Die Richter müssen nach der Karlsruher Vorgabe prüfen, ob
unrichtige Pflichtmitteilungen ursächlich für Aktienkäufe waren. Wer
sich bloß verspekuliert hat und dafür „Schadenersatz“ verlangt, muss
leer ausgehen. Der Nachweis der Kausalität für den Aktienkauf dürfte
für Kläger im Einzelfall recht schwierig werden. Da kann nicht
pauschal, à la Sammelklage, geurteilt werden, weil die
Anlageentscheidungen nun einmal „individuell geprägte
Willensentschlüsse“ sind. Es bleibt also bei den hohen Hürden, wonach
Anleger sowohl Vorsatz als auch Kausalität der Falschinformation für
ihren Kaufentscheid beweisen müssen.
Mehr Klarheit schafft Karlsruhe auch in der Frage der
Schadenberechnung. Aktionäre müssen sich nicht, wie von der unteren
Instanz angenommen, auf einen kleinen Schadenersatz vertrösten
lassen, der sich aus der Differenz zwischen dem infolge der
Falschmitteilung überhöhten und dem hypothetisch angemessenen Kurs
berechnet. Vielmehr könnten sie grundsätzlich den vollen Preis
zurückfordern. Vorsorglich verweist der BGH darauf, dass sich mit
„Methoden der modernen Finanzwissenschaft“ ein hypothetischer
Transaktionspreis berechnen lasse. Daraus lasse sich eine Grundlage
zur Ermittlung des Vermögensschadens ableiten.

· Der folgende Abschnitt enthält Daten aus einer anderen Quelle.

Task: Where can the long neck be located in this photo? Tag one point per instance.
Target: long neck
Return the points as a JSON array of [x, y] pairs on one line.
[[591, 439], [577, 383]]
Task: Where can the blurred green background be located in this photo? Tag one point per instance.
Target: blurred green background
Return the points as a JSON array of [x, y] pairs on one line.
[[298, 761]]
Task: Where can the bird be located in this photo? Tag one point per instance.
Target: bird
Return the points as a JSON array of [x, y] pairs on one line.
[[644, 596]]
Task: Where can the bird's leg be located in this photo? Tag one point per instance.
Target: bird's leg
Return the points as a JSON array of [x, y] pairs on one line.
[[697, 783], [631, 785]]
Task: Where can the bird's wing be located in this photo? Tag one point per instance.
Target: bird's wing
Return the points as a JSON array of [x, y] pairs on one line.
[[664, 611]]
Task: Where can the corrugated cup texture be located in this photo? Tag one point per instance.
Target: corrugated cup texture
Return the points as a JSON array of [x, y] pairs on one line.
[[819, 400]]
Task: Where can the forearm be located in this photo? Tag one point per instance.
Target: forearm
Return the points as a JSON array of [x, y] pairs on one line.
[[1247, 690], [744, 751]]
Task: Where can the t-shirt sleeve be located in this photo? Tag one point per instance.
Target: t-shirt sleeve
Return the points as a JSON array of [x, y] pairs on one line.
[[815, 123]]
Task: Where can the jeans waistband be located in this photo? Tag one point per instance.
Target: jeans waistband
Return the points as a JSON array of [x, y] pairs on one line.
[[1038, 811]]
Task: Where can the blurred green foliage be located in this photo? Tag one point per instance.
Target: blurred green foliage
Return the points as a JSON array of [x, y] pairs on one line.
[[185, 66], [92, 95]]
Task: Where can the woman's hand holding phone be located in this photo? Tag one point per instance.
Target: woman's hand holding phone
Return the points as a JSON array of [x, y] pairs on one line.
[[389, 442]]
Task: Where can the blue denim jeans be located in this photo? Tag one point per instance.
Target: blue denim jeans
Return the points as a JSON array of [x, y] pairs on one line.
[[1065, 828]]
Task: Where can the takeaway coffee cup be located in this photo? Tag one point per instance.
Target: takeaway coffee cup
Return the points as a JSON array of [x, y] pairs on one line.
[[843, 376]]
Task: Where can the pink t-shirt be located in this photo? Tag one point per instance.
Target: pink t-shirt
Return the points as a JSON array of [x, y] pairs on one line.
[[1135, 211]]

Rechtssicherheit bringt das Urteil in einem weiteren Punkt: Neben
den Vorständen persönlich haftet auch das Unternehmen. Die
zahlreichen neuen Anlegerschutzgesetze, die viel Positives bewirken,
macht das Urteil keinesfalls obsolet. Denn im zugrunde liegenden Fall
geht es um bewusste sittenwidrige Schädigung – und die kannte schon
das 1900 in Kraft getretene Bürgerliche Gesetzbuch.